Closing: OpenClaw is not dead, but April was ugly
If you’re on any version in the range v2026.3.31 → v2026.4.13 and you run a local Ollama backend, there is a very high probability you are hitting the bug described above. The signature is:
FailoverError: LLM request timed outwithdurationMsclustered near 62,000.- Long serialized queues in Ollama’s GIN log ending at the same second.
- Days that are clean, alternating with days that are catastrophic.
That signature matches PR #55072 and the bisect in issue #63200. v2026.4.14 ships PR #66418 which addresses a related but separate layer (undici stream timeout propagation, closing issue #63175); the ongoing thread in issue #67334 shows operators who upgraded to v2026.4.14 still hit timeouts even with idleTimeoutSeconds raised. Until the upstream picture finishes settling, the three-knob workaround is what I’m betting on — in the order described, with each knob pointed at a specific piece of the failure.
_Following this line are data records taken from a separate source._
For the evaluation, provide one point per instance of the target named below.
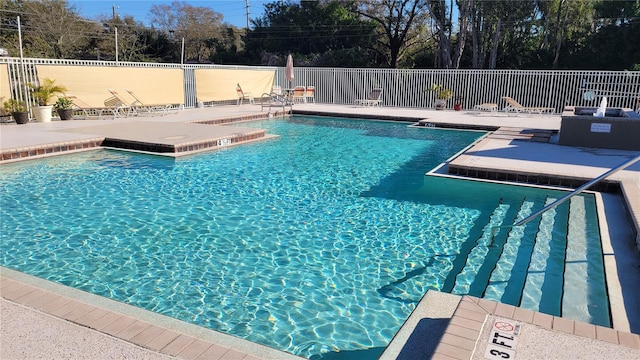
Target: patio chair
(163, 109)
(86, 109)
(272, 99)
(118, 106)
(374, 98)
(299, 94)
(276, 90)
(310, 94)
(514, 106)
(244, 95)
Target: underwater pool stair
(552, 264)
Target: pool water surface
(322, 240)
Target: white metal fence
(407, 88)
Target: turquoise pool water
(317, 242)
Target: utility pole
(247, 9)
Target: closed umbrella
(288, 73)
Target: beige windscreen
(220, 84)
(5, 89)
(91, 84)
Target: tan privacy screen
(5, 90)
(220, 84)
(91, 84)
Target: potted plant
(442, 95)
(42, 94)
(64, 108)
(18, 110)
(457, 103)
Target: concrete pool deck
(464, 327)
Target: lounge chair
(310, 94)
(118, 106)
(514, 106)
(491, 107)
(163, 109)
(243, 95)
(299, 93)
(272, 100)
(374, 98)
(79, 106)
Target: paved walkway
(459, 331)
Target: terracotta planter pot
(42, 113)
(65, 114)
(20, 117)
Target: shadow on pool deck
(443, 325)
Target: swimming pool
(320, 241)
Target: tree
(398, 26)
(318, 33)
(51, 28)
(199, 26)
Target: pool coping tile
(456, 342)
(186, 341)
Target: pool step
(480, 254)
(536, 266)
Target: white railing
(407, 88)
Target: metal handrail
(578, 190)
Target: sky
(234, 11)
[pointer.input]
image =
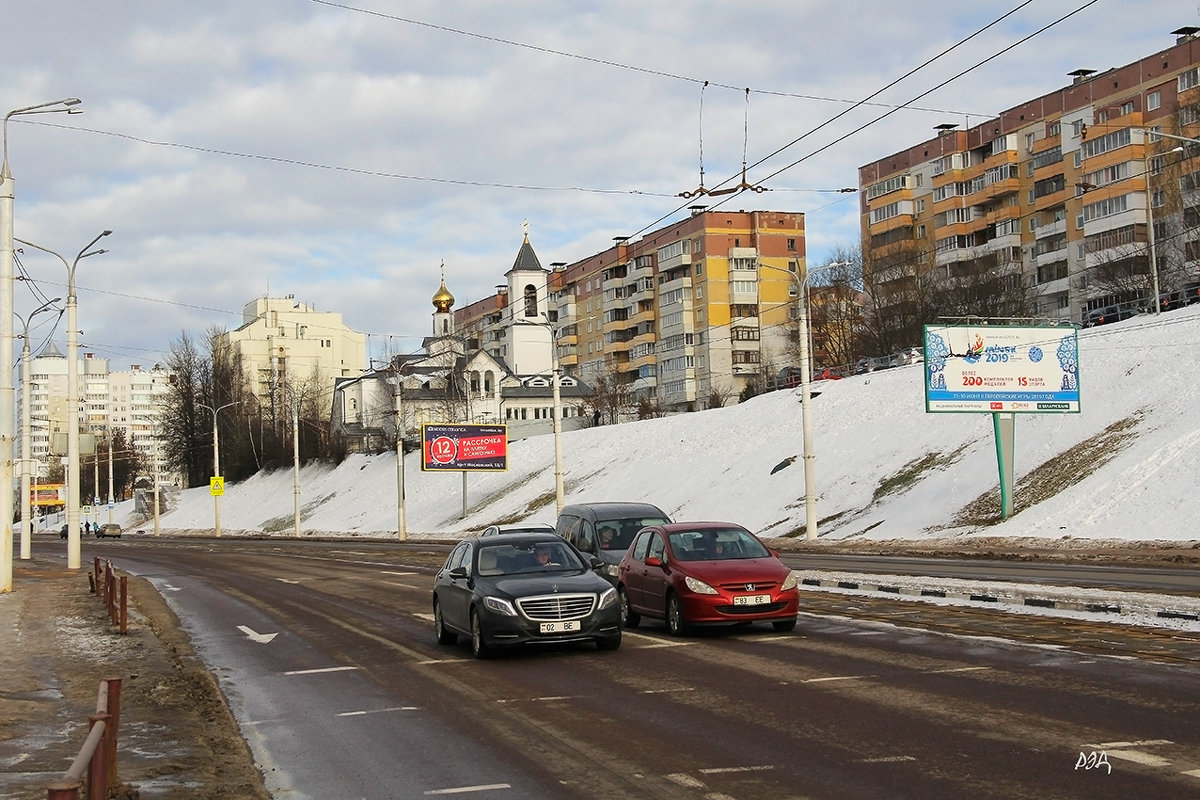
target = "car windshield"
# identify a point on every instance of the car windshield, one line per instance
(715, 545)
(521, 558)
(618, 534)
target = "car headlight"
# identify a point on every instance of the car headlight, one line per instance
(699, 587)
(499, 606)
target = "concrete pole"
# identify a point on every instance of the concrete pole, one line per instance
(810, 492)
(295, 465)
(27, 432)
(558, 423)
(111, 503)
(7, 392)
(401, 523)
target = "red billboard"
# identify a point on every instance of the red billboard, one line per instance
(465, 447)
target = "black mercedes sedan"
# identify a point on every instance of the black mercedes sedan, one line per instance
(513, 589)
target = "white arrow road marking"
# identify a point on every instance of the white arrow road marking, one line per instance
(255, 636)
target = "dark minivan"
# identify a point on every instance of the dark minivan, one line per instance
(606, 529)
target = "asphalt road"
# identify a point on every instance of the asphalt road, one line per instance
(352, 697)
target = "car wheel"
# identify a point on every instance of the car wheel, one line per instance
(629, 618)
(478, 645)
(609, 642)
(439, 626)
(676, 623)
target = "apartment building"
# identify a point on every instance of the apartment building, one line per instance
(694, 310)
(129, 401)
(285, 343)
(1087, 194)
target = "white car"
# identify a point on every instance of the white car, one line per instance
(522, 528)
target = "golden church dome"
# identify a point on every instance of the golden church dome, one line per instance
(443, 300)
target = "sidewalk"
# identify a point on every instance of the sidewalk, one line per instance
(177, 738)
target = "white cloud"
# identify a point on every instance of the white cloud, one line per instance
(366, 95)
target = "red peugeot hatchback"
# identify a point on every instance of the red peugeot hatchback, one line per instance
(705, 573)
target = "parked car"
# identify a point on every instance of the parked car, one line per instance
(523, 528)
(705, 573)
(877, 362)
(587, 527)
(1108, 314)
(513, 589)
(789, 378)
(1189, 294)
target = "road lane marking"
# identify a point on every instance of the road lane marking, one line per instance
(540, 699)
(465, 789)
(255, 636)
(395, 708)
(1138, 757)
(318, 671)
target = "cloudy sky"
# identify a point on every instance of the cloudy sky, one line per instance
(341, 152)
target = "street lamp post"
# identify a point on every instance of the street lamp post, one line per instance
(810, 492)
(73, 557)
(7, 392)
(27, 429)
(557, 421)
(216, 463)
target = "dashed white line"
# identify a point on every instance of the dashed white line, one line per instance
(318, 671)
(359, 714)
(465, 789)
(540, 699)
(1138, 757)
(683, 779)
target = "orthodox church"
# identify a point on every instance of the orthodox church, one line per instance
(455, 380)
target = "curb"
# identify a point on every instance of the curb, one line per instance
(1108, 605)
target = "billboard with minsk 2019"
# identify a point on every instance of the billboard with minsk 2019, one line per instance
(1001, 368)
(465, 447)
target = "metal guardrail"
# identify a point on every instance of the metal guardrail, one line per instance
(95, 767)
(114, 590)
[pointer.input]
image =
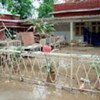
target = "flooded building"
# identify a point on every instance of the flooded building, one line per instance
(78, 20)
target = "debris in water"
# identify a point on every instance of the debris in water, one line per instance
(7, 81)
(81, 87)
(84, 80)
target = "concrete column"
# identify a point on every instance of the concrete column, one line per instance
(71, 31)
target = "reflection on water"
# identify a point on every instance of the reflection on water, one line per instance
(12, 90)
(39, 92)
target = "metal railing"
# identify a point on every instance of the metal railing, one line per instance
(73, 71)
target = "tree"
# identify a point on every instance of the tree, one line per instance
(21, 7)
(45, 8)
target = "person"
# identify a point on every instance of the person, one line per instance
(47, 48)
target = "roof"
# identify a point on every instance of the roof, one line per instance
(87, 4)
(87, 18)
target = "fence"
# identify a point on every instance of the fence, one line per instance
(67, 71)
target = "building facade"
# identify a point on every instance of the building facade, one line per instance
(77, 17)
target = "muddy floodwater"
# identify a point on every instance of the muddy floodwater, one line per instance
(14, 90)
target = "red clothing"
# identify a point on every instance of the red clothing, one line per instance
(47, 48)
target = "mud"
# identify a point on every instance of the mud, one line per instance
(13, 90)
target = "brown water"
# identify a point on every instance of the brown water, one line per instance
(13, 90)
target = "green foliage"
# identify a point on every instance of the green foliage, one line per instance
(45, 8)
(21, 7)
(42, 27)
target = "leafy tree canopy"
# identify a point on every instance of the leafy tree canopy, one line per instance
(45, 8)
(21, 7)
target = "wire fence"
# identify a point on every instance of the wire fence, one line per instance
(73, 71)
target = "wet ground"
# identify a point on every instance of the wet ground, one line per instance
(14, 90)
(83, 50)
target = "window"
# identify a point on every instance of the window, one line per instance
(96, 27)
(79, 28)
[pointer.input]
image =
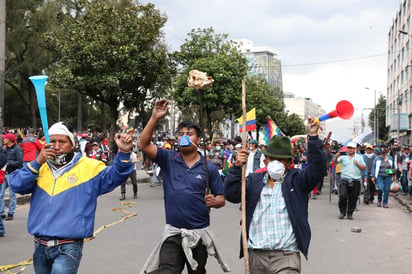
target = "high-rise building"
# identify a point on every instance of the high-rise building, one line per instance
(262, 61)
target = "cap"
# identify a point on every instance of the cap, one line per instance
(351, 144)
(9, 136)
(253, 142)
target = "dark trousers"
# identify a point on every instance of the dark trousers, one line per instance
(370, 189)
(348, 196)
(173, 259)
(134, 183)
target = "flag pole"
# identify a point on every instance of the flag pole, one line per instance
(243, 198)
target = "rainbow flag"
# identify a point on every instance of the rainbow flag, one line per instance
(270, 130)
(250, 120)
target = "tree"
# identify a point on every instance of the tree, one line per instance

OpenClaw, as a project, is not dead. But April 2026 is going to go down as the month the out-of-the-box experience for local-Ollama users silently collapsed, and the main community signal for that collapse was a single high-visibility tweet thread that lumped together problems in several different layers.
If this post-mortem helps one person separate their queue-serialization timeout from someone else’s DB-save bug, I’ll consider it a win.
My logs, my setup, my diagnosis. Verify on your own box. Don’t take my word for any of it.